Teenagers, of course, are not known for their common sense. However—and here I guess I should say “Spoiler Alert”—when the main character, Clay, is subjected to a random contraband search at school and is found to have a bag of a cannabis, his immediate claim to the vice principal, teacher, and guidance counselor (and police officer) is the classic line, “That’s not mine!” However, despite the fact that his mother is a high-powered defense attorney it apparently never occurs even to her (or her son) to demand that the bag be tested for her son’s fingerprints—which would exonerate him since, indeed, the drugs were planted on him by his evil classmates, and he has never even touched the bag. However, it’s not just the characters that lack common sense here, it’s the entire series.

 

11. How peer pressure works. 

I’m no psychologist, but it doesn’t take Sigmund Freud and Carl Gustav Jung to tell you that the biggest amount of peer pressure comes not from one’s peers, but often from one’s-self: you do what you think your classmates might think is cool even before they suggest it. However, this sort of understatement would be lost in such a ham-fisted show like Thirteen Reasons Why, so kids are forever forcing other kids to imbibe copious amounts of liquor, among other sins and crimes. Perhaps because I grew up in the self-indulgent 1980s (the key word there is “self”) my peers weren’t about to share their drugs or alcohol with anyone, friend or foe: it was their beer or marijuana. If you wanted some, you had to go buy your own.

 

12. Selena Gomez as “producer” of the series.

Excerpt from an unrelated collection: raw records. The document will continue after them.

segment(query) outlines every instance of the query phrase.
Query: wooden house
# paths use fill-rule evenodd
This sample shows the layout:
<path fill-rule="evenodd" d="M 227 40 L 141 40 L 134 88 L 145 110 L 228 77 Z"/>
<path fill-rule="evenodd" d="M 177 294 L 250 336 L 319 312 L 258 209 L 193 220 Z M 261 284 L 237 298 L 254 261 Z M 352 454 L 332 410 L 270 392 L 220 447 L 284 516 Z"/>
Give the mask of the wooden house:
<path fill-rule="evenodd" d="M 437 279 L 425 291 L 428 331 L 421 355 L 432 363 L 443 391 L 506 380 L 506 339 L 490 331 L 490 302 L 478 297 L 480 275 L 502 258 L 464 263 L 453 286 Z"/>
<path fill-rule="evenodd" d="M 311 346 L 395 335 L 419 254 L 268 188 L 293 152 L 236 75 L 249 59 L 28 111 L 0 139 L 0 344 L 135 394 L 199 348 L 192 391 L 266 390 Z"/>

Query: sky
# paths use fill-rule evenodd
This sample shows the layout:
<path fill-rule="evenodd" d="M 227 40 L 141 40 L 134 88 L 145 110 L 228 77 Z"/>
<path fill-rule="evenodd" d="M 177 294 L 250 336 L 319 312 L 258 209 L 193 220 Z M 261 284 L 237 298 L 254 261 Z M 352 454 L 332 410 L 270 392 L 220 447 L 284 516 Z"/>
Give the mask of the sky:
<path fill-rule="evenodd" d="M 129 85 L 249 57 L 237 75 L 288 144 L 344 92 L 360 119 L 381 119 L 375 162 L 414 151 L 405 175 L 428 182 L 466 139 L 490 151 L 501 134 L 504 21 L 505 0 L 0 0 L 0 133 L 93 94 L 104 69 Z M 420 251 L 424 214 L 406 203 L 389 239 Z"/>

Child-star-turned…well, I suppose she’s parlaying that into a bunch of different things from a successful singer to a peddler of fragrances. However, to be specific: she is an “Executive” Producer of Thirteen Reasons Why. Which is to say she probably has little-to-no say in the creative concept and content (which, if true, is to her credit). As anyone who has sat through the opening credits of any TV series—Boardwalk Empire and House of Cards come to mind here—the number of “Executive Producers” is (a) almost infinite and (b) almost laughable. I think there were 9 to 11 “EP”s on Boardwalk, and about the same number for House of Cards. Anyone who thinks nearly a dozen “producers” matched with the actual writers, editors, producer, and showrunner could get a show off the ground (let alone on the air), is mistaken. In short: Selena Gomez’s name helps sell the show. But her active and actual role in the “production” is at best dubious.

 

13. The message. 

Marshall McLuhan is, of course, famous for saying, “The medium is the message”, but later finessed this to, “The medium is the massage”. Vis-à-vis Thirteen Reasons Why both the “message” and “massage” are this: this is just another message-less binge-watching set of shows from the same place that brought you Orange Is The New Black, and House Of Cards—nothing less, and certainly nothing more. Thirteen Reasons Why is just as vapid and even less entertaining than anything else Netflix has produced.